As just one component of the bi-centenary celebrations, Christ Church of Chatham and scholars from the History and Faculty of Theology at Huron University College, London, have received a grant from the federal Social Science and Humanities Research Council to study this narrative arc, according to Christ Church community liaison Devin Andrews.

This joint research project, titled “Finding Christ Church: Social Justice in history, memory, and contemporary practice, 1819-2019,” aims to both explore and interpret this rich history, and investigate how the legacy of these stories retains a relevancy and urgency today that can motivate the community to address contemporary ills.

“That very first faith community would later go on to become this present-day church, Christ Church, but would also play a role in helping to count all the Anglican churches throughout the county,” Andrews noted.

He said in the 19th century, the Anglican church in Chatham used its public platform and considerable resources to support the movement to end slavery in the United States, and to speak out for racial equality in partnership with the black abolitionists and freedom seekers who made up one-third of Chatham’s population.

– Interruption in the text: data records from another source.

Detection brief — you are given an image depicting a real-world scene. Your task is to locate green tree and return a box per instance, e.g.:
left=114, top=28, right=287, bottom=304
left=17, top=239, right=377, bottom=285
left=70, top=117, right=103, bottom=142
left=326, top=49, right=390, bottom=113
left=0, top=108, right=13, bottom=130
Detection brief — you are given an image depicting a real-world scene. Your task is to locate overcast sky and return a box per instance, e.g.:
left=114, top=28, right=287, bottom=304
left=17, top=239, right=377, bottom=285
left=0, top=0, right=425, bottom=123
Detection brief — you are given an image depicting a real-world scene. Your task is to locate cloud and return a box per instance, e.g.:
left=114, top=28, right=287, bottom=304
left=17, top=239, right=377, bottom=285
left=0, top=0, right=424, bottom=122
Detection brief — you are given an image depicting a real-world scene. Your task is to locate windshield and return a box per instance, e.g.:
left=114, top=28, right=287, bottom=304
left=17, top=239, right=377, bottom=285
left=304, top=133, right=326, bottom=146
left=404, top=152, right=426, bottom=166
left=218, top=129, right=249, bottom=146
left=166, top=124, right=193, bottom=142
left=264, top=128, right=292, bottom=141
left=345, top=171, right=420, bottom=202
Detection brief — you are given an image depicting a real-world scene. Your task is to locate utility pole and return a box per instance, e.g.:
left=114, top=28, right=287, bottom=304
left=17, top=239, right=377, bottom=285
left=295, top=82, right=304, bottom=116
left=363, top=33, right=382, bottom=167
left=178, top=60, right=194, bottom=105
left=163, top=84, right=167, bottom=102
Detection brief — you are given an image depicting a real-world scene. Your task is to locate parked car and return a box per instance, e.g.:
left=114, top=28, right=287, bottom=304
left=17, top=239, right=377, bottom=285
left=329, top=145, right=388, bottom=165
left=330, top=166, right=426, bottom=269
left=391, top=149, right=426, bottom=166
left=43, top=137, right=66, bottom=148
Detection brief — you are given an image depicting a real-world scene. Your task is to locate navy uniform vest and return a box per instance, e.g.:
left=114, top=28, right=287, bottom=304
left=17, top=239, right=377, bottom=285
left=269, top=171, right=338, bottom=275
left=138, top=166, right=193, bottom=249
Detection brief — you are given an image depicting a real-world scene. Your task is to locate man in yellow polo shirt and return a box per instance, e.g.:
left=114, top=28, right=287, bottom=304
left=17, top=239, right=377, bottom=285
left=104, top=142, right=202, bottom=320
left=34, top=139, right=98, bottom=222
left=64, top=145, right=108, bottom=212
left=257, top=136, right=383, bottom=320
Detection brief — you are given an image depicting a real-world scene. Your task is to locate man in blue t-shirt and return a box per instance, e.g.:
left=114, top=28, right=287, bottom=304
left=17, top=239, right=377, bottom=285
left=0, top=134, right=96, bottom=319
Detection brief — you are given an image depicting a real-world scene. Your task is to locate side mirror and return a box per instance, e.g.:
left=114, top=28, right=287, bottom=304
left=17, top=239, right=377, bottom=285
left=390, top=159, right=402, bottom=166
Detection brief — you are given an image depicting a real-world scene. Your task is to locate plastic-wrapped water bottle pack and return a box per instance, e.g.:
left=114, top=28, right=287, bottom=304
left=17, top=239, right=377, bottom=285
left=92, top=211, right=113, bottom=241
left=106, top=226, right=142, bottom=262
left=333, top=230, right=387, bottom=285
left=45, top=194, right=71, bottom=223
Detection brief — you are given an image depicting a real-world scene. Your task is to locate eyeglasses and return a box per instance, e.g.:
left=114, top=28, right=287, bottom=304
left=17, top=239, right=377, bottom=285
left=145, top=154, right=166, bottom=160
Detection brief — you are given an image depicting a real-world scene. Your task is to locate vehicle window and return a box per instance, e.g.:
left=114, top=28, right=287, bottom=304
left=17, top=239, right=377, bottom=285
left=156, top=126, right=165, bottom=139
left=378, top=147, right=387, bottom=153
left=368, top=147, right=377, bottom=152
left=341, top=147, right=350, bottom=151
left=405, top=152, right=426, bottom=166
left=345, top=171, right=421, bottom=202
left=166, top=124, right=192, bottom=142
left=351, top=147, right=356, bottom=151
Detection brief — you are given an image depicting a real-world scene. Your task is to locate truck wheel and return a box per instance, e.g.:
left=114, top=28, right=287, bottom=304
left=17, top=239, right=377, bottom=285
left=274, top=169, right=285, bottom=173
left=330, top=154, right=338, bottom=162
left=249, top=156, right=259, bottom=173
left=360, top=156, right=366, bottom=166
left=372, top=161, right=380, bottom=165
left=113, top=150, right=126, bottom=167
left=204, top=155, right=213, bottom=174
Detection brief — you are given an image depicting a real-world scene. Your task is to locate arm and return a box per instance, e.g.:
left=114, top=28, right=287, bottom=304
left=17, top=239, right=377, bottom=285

“A century later, Chatham-Kent was the epicentre for African-Canadian civil rights activism, in challenges to racial segregation that led to the passage of Ontario’s landmark human rights legislation. Yet in 2018, Chatham has been identified as a hub in the network of human trafficking that runs along the 401 corridor,” Andrews said in a release. “As a community located in the downtown core, Christ Church deals with the consequences of modern slavery on its doorstep.”

Huron University College professor, Dr. Nina Reid-Maroney, from the Department of History, will be one of the people working on the project with student summer research interns, along with Dr. Amy Bell, and Department of Theology professor Dr. Gary Babcock.

“We see this as an exploration of the past as well as an exploration of the contemporary relevance of that Christ Church history,” Reid-Maroney said. “In addition to the student interns, we also involve students in our class work which connects directly to this material and course work on civil rights, on historical method, and on Canadian and American history.”

She said a class of students has already visited Christ Church and they will be taking part in a workshop in January to discuss digitizing the research material and making it accessible to the public.

“Students will be participating in an event in June, planned as a ‘living library’ event. People who have experience to share, in this case, connected to the civil rights history of the mid-20th century, become the books, and the people who attend ‘check out’ a living book and have a one-on-one,” Reid-Maroney said. “It’s informal oral history and a way of connecting to a living memory instead of thinking that this is something that just happened in the past.”

The findings and conclusions developed over the course of the project will be presented in stages throughout the coming year. It will conclude with a one-day conference on Oct. 19, 2019 aimed at linking the congregation’s inspirational history to fighting similar present-day injustices.

The keynote speaker at this event will be Wanda Thomas Bernard, Senator for Nova Scotia and Chair of the Parliamentary Committee for Human Rights. More details on the conference and on Christ Church’s bi-centenary celebrations will follow as the dates approach.